Disney outraged moms everywhere – including the original “Brave” creator — when they vamped up the image of Merida, the teenage princess, just prior to her coronation ceremony as the official 11th princess. Brave was released in 2012 so an update was hardly in order. Poor Merida hadn’t even aged a year, but Disney took it upon their merchandising-selves to give Merida a full face of make-up, cinched in her waist, dropped her neckline, and replaced her bow and arrow with big ole Texas hair.
Now that’s just going too far. Merida was designed to be role model for little girls because she IS a little girl. And mom’s everywhere were mad. And so was the filmmaker Brenda Chapman, who won an Oscar for writing and co-directing Brave, she called Merida’s redesign “a blatantly sexist marketing move based on money.” In an email to the Marin Independent Journal she blasted Disney for the decision. You can read it here.
Unlike the first two brand melt-down examples above, Disney realized they were messing with their gravy train (likely after a barrage of flaming social shares and petition on Change.org) and swiftly backed off the make-over, freezing Merida in her awkwardly beautiful teen years rather than a sexy 20-something. What started out as business as usual became viral fodder for social feeds, and now a la Disney, has a happy ending. Mom’s everywhere are rejoicing and sharing their collective social swagger. Go team mom.

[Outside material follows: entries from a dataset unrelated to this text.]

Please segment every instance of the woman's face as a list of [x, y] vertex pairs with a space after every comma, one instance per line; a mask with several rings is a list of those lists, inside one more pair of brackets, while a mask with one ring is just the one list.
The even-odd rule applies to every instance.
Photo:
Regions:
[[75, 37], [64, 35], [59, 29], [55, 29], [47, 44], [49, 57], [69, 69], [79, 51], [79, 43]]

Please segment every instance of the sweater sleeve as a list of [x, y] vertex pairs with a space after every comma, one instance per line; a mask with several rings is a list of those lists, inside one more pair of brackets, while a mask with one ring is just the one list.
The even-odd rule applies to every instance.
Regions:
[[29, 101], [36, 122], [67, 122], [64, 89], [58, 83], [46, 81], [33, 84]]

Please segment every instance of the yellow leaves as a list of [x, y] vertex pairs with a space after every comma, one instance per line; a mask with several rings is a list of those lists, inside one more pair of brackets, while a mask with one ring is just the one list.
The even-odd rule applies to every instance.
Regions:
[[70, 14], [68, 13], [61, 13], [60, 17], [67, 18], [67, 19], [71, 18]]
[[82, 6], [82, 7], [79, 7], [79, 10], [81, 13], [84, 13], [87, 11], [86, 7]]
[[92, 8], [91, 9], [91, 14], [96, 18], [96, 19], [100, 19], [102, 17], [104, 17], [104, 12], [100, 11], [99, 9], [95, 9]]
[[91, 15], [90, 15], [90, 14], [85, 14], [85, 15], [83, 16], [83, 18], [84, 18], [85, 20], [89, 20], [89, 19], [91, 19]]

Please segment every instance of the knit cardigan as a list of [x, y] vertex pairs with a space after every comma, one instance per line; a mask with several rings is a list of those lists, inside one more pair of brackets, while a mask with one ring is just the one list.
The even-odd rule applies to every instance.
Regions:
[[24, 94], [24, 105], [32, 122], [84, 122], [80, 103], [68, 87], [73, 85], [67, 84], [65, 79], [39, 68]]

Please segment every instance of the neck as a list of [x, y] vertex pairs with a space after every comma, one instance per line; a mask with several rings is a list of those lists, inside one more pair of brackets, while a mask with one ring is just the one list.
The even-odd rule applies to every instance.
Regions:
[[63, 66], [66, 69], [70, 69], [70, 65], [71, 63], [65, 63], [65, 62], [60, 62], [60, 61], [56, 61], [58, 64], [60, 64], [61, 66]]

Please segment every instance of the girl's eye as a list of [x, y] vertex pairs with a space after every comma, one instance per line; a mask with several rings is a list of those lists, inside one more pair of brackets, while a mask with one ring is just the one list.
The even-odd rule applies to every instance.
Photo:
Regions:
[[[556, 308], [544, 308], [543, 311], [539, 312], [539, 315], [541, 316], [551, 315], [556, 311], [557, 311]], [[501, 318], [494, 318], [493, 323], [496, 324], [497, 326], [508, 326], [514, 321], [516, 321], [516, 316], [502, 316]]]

Media has changed. Journalists are no longer unbiased. Regular people have influence and are swaying public opinion in ways that a few years ago were unfathomable. Companies who make the mistake of thinking that social media is just a fun waste of time are the ones who have brands that are in real danger. Social media should never be a stand-alone marketing tool; it has a role and a purpose in every aspect of the marketing equation.
There are two main take-aways from the recent train wrecks featured above: First, the mistakes each of these companies made are believable but how they handle them in social media will ultimately define their brand in the days and months to come. Gone are the days when you could craft your company culture and hide behind who you wanted to be. Now, how a company interacts with their circle of influence will ultimately shape their image and their longevity. Positioning and the right kind of engagement is critical.
- A+F is on a financial slide already; the outspoken CEO has the company looking foolish with their positioning strategy. I promise you that when I see a homeless person on the interstate ramp I will always look to see if he/she is wearing any Abercrombie and Fitch and I bet you do too.
- As far as Amy’s Baking Company, their notoriety as a food service company will go away quickly. It’s unfortunate that their 15 minutes of fame will be everlasting on the Interwebs as the most epic of brand meltdowns. I doubt their company will endure.
- And as for Disney? Yeah, I forgive them. They responded and took action. A year from now I won’t even remember the hubaloo and you probably won’t either.
The second take-away from these big hot messes? Don’t give the company owner admin access to the social media channels and by all means, change your passwords.